Como puede observarse del presente análisis, la ley de extinción de dominio tiene un carácter eminentemente procesal, y es por ello que temas como las garantías procedimentales, la cosa juzgada, los causales de procedencia, y principalmente, las reglas competenciales y jurisdiccionales, son abordadas con especial meticulosidad. A este respecto vale resaltar que la cosa juzgada en materia de extinción se produce con la confluencia de 3 elementos: identidad del bien perseguido, de la causal de procedencia y de los hechos configurativos de la causal.
De su lado, y en cuanto a la competencia jurisdiccional, el tema le fue atribuido a jueces experimentados del orden penal, disponiéndose que serán las Cámaras Penales de las Cortes de Apelación de cada Departamento Judicial la competente para conocer y decidir en primer grado el fondo del juicio de extinción, atribuyéndose a los jueces presidentes de las mismas la facultad de comisionar a uno de sus integrantes para que sea el juez control y de garantías en la instrucción del caso. Con esto, se garantiza de forma plena la autonomía y separación entre el juez de la etapa investigativa y el juez de fondo.
Aunado a lo anterior, la ley configura un claro esquema de partes procesales en lo referente a la extinción, siendo estas el Ministerio Público, órgano encargado de la persecución e impulsión de la acción, el afectado, que es todo aquel que alegue tener un derecho real sobre bienes materiales, beneficiario de obligaciones o títulos crediticios o de valores, y en términos societarios, aquel que tenga derecho real sobre parte o la totalidad de la composición social de una persona jurídica con fines pecuniarios.

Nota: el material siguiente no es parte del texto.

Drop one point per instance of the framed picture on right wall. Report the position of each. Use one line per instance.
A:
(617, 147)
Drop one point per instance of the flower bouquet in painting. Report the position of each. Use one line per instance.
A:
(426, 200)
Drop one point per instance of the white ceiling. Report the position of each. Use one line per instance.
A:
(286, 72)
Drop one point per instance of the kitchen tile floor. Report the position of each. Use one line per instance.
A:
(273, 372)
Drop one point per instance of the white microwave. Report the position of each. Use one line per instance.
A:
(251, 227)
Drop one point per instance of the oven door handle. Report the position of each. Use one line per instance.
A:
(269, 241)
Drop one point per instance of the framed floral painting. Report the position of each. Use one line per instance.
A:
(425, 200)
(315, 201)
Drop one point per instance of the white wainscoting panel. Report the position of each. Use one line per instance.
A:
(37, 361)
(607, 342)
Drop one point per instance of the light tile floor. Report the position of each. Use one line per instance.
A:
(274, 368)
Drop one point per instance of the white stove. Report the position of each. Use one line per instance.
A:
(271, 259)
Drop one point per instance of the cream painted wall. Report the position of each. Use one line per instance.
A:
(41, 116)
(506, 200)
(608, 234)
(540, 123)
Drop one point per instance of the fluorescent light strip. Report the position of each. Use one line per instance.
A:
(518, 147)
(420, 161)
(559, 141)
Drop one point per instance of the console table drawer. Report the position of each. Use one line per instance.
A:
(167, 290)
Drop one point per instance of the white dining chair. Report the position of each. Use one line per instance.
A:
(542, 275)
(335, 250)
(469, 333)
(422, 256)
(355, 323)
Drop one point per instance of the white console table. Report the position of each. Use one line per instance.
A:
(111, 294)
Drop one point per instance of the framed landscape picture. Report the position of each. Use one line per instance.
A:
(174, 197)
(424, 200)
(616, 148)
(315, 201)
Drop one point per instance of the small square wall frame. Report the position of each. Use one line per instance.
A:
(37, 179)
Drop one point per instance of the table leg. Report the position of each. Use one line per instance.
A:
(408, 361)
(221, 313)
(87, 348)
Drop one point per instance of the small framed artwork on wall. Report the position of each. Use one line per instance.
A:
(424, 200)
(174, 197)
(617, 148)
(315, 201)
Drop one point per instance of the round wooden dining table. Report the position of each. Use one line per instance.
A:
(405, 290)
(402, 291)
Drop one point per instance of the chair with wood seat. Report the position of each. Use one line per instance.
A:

También, pueden ser parte también los intervinientes, que son aquellas personas que puedan demostrar una afectación en los términos que dispone la ley. Adicional a las anteriores, y aunque no figura como parte formal del proceso, también la ley prefigura al denunciante, como persona que hace de conocimiento de la autoridad la existencia de bienes cuyo origen son presumiblemente de carácter ilegal, sin que, como sucede en otros ordenamientos, estos particulares obtengan una retribución por su colaboración, lo cual sin duda podría promover conductas como el chantaje o la extorsión.
Por tratarse de un juicio dirigido principalmente a la comprobación de la obtención o adquisición de bienes fruto de actividades antijurídicas, la ley fue cuidadosa al intentar y lograr permear de todas las garantías constitucionales del debido proceso a este instituto.
Por ello, se fijan limites claros respecto a las atribuciones del Ministerio Público en la fase investigativa (art. 33), una reserva de publicidad en cuanto a las actuaciones de este tipo, estableciéndose un término de 6 meses prorrogables por 2 meses más en cuanto al plazo de investigación, y en lo que al conocimiento del fondo de la solicitud se refiere, la ley es amplía y expresa regulando lo referente al apoderamiento del tribunal, y las garantías con que cuenta el afectado para promover la producción y recolección de pruebas, que deben estar dirigidas básicamente a demostrar la licitud del origen del bien, colocándose la carga de la prueba sobre el Ministerio Público (Art. 65), el cual deberá “probar las causales de procedencia previstas en esta ley y […] la ausencia de buena fe del afectado”.
La conclusión de este proceso tiene un fin social, político y criminológico, y es que, mediante una sentencia, y comprobado que el bien perseguido es producto de un hecho antijurídico, típico y presumiblemente culpable, se erradica definitivamente la propiedad para traspasarla al colectivo, que es el Estado, con un consecuente mensaje a la población: la ilegalidad no dará origen a la legalidad.